According to labour, the increases had far-reaching effects on the prices of a wide range of goods and services and came at a time when Ghanaians were faced with very difficult economic conditions. 

“These astronomical price hikes have become the hallmark of government and governance. Since January 2013, the ex-pump price of premium has been increased by 96.72 per cent. From January 1 to July 14, 2014, the ex-pump price of premium has been increased by 44.21 per cent and we are only halfway into the year,” it noted. 

Disapproval

The statement said labour, with other stakeholders, would, in the coming days, use all legitimate means to express in the strongest possible terms “our disapproval of, not only the current pricing regime for fuel and other utilities but equally and importantly on the prevailing economic and social conditions”.  

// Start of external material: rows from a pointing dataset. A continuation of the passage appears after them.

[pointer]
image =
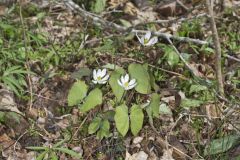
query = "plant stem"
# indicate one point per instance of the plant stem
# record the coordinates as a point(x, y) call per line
point(217, 49)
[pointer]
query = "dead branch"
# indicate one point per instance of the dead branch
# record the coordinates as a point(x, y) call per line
point(97, 19)
point(217, 49)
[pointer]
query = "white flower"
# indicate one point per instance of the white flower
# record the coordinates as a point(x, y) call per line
point(100, 76)
point(146, 40)
point(125, 83)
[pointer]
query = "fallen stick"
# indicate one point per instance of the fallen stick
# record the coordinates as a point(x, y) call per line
point(98, 19)
point(217, 48)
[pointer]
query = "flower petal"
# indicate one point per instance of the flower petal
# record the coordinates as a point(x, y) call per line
point(152, 41)
point(142, 41)
point(94, 74)
point(102, 82)
point(132, 82)
point(120, 83)
point(147, 35)
point(126, 78)
point(105, 78)
point(132, 86)
point(139, 39)
point(103, 72)
point(95, 82)
point(122, 79)
point(99, 73)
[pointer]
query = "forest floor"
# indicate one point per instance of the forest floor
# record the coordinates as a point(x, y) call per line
point(54, 106)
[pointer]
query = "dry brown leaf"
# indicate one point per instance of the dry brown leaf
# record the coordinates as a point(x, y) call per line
point(136, 156)
point(131, 9)
point(167, 10)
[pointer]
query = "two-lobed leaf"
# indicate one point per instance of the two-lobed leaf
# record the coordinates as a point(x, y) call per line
point(136, 117)
point(77, 92)
point(140, 73)
point(94, 126)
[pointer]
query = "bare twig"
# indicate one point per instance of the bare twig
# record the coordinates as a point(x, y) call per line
point(182, 5)
point(217, 48)
point(233, 58)
point(97, 19)
point(27, 60)
point(158, 68)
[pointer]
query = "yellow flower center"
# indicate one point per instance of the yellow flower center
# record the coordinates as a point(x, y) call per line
point(145, 41)
point(126, 84)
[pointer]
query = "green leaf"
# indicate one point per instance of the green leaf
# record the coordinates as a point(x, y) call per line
point(121, 119)
point(154, 105)
point(104, 130)
point(37, 148)
point(197, 88)
point(42, 155)
point(94, 126)
point(2, 116)
point(140, 73)
point(187, 103)
point(92, 100)
point(53, 156)
point(117, 89)
point(69, 152)
point(136, 117)
point(125, 23)
point(171, 56)
point(77, 92)
point(81, 73)
point(99, 6)
point(164, 109)
point(221, 145)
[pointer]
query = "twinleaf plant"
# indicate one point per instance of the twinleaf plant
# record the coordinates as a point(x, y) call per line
point(128, 112)
point(130, 88)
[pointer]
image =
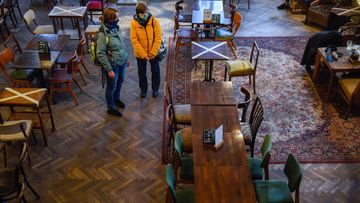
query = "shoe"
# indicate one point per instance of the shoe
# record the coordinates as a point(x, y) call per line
point(282, 6)
point(114, 112)
point(119, 103)
point(155, 93)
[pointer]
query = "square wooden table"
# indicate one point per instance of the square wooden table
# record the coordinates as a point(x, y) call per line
point(30, 60)
point(223, 175)
point(209, 51)
point(210, 94)
point(56, 42)
point(341, 65)
point(77, 13)
point(32, 98)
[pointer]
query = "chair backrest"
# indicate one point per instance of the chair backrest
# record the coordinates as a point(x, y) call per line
point(12, 43)
point(293, 172)
point(29, 17)
point(265, 151)
point(256, 117)
point(245, 104)
point(170, 180)
point(254, 53)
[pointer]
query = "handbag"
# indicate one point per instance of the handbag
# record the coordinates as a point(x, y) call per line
point(163, 49)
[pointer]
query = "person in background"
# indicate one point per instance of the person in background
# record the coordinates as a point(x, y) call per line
point(112, 55)
point(145, 34)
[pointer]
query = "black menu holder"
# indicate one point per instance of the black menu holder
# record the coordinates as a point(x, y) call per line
point(44, 50)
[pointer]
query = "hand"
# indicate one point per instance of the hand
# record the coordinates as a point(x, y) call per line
point(111, 74)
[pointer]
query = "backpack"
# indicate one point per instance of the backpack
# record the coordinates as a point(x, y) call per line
point(93, 48)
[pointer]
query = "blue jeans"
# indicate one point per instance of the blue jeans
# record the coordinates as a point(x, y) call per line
point(113, 86)
point(155, 74)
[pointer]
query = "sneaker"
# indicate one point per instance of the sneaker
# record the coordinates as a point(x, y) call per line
point(155, 93)
point(114, 112)
point(119, 103)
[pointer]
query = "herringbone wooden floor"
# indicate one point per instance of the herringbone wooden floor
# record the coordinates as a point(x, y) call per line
point(93, 157)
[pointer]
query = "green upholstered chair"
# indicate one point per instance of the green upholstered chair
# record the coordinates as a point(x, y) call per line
point(259, 166)
point(178, 196)
point(229, 33)
point(183, 165)
point(250, 129)
point(240, 68)
point(350, 91)
point(280, 191)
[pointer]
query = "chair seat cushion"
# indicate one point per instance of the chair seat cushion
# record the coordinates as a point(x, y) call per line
point(272, 191)
point(14, 133)
point(187, 168)
point(59, 76)
point(95, 5)
point(44, 29)
point(223, 34)
point(183, 113)
point(349, 85)
point(257, 172)
point(186, 33)
point(7, 182)
point(23, 74)
point(240, 67)
point(246, 131)
point(185, 196)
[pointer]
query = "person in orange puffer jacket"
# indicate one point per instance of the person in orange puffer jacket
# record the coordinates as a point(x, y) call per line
point(146, 37)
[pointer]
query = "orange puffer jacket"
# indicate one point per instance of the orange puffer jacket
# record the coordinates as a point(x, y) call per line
point(142, 38)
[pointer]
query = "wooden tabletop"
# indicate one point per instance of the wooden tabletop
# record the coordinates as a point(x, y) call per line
point(342, 64)
point(21, 96)
point(209, 51)
point(30, 60)
point(223, 175)
point(214, 93)
point(56, 42)
point(68, 11)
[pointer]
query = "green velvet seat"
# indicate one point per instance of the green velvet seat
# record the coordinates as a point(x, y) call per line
point(184, 164)
point(272, 191)
point(258, 166)
point(23, 74)
point(178, 196)
point(275, 191)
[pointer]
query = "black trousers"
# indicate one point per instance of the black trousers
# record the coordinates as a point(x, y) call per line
point(155, 74)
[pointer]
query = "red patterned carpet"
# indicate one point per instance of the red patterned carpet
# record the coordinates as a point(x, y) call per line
point(295, 114)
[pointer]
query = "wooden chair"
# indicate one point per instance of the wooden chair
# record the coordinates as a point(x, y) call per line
point(29, 19)
point(180, 195)
point(243, 106)
point(239, 68)
point(21, 77)
point(280, 191)
point(182, 34)
point(15, 131)
point(229, 33)
point(13, 180)
point(260, 166)
point(349, 89)
point(58, 77)
point(250, 129)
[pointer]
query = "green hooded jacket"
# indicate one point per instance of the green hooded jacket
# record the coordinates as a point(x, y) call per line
point(115, 45)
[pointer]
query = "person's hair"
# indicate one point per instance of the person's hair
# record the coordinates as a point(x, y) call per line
point(141, 7)
point(109, 14)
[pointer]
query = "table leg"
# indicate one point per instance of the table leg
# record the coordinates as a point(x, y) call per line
point(330, 85)
point(54, 25)
point(317, 67)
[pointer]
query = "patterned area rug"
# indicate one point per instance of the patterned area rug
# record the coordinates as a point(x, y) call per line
point(296, 116)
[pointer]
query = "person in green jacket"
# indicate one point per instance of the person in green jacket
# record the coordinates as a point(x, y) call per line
point(112, 55)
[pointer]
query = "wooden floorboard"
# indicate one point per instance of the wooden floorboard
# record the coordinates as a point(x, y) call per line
point(94, 157)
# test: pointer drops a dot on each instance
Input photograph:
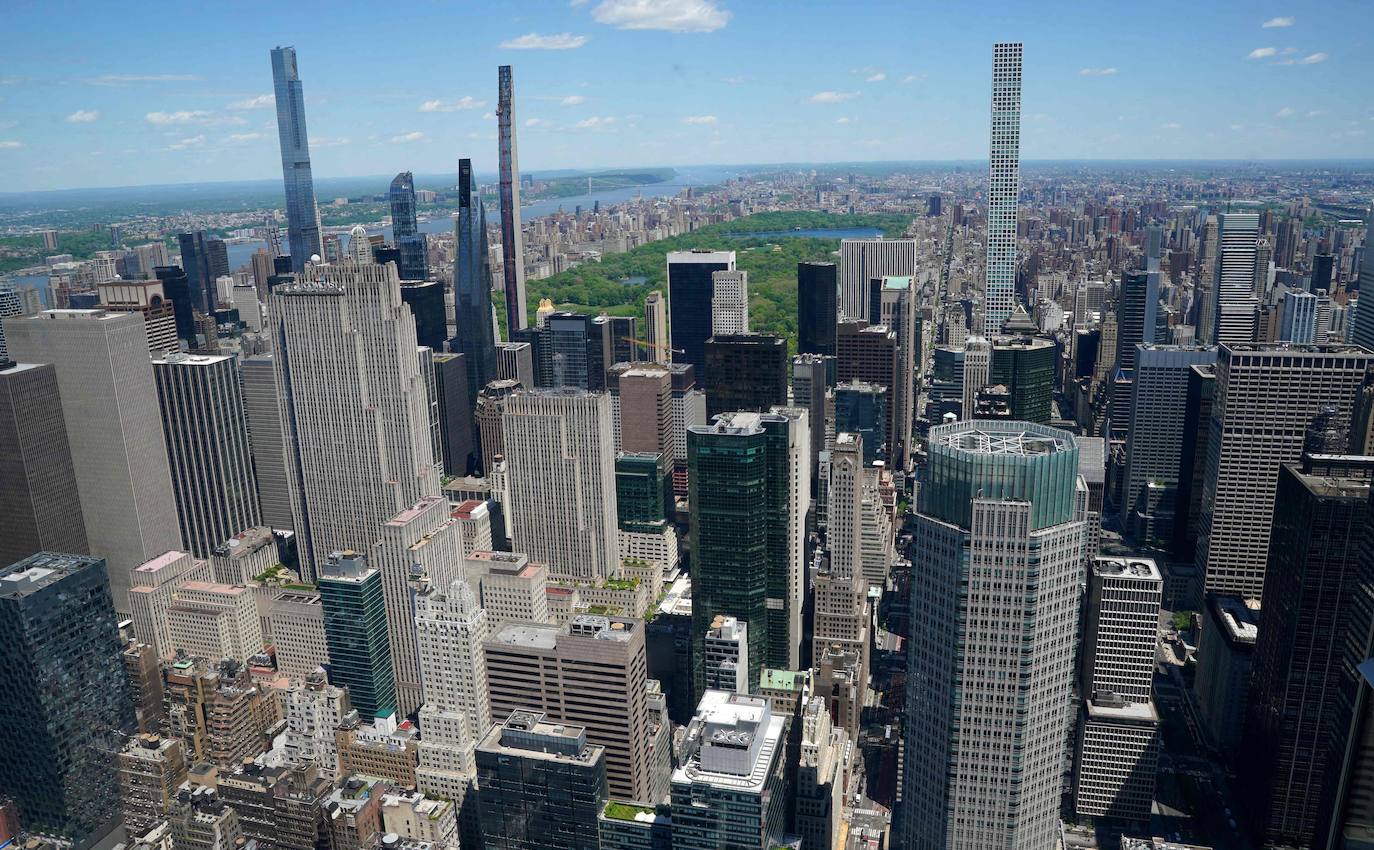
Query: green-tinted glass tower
(746, 530)
(355, 630)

It said labour did not want to believe that the government viewed “governance only as passing on increasing prices, taxes and charges to the Ghanaian people without any way of gauging the impact of such increases on our well-being”.

It said if that were the purpose of governance, then it would not be worth the expenditure incurred for its functions, stressing that the prices of petroleum products were reaching unaffordable levels for many Ghanaians. 

The statement said 2014 was the year when the government could not increase salaries and yet it had the confidence to pile those stellar increases on Ghanaians.

No Justification

“Organised labour finds no economic or social justification for the upward spiral in the prices of petroleum products that the NPA and the government continue to force down the throats of Ghanaians,” it said. 

The statement said given the rapid fall in the value of the cedi, the current pricing formula for fuel punished consumers and must be reviewed. 

“The exchange rate has now become a key driver of petroleum products price increases. It is simply unfair for Ghanaians to be compelled to pay higher for fuel whenever the government, by its policies, mismanages the exchange rate. With the rapid depreciation of the cedi, the continued indexation of fuel prices to the dollar/cedi exchange rate is no longer tenable,” it said. 

Pricing formula

“The fuel pricing formula has outlived its usefulness. We expect the managers of the economy to come up with a better and more efficient way of implementing the fuel-pricing system. The current system of passing on the resultant losses in exchange rate depreciation to Ghanaians is insensitive and unsustainable. The government can do better,” it stated. 

It said given the prevailing economic challenges in the country and the high cost of living, a subsidy regime on petroleum products was necessary “to shield majority of the population who are on fixed incomes or receive no regular incomes from further hardships”. 

The statement noted that the economy was structured in such a way that the impact of those hikes was largely felt in ‘trotro’ fares and in market prices of goods and services, rendering baseless the assumption that fuel subsidies benefited the rich, to the exclusion of the poor, adding that most of the rich had free fuel from their employers or organisations.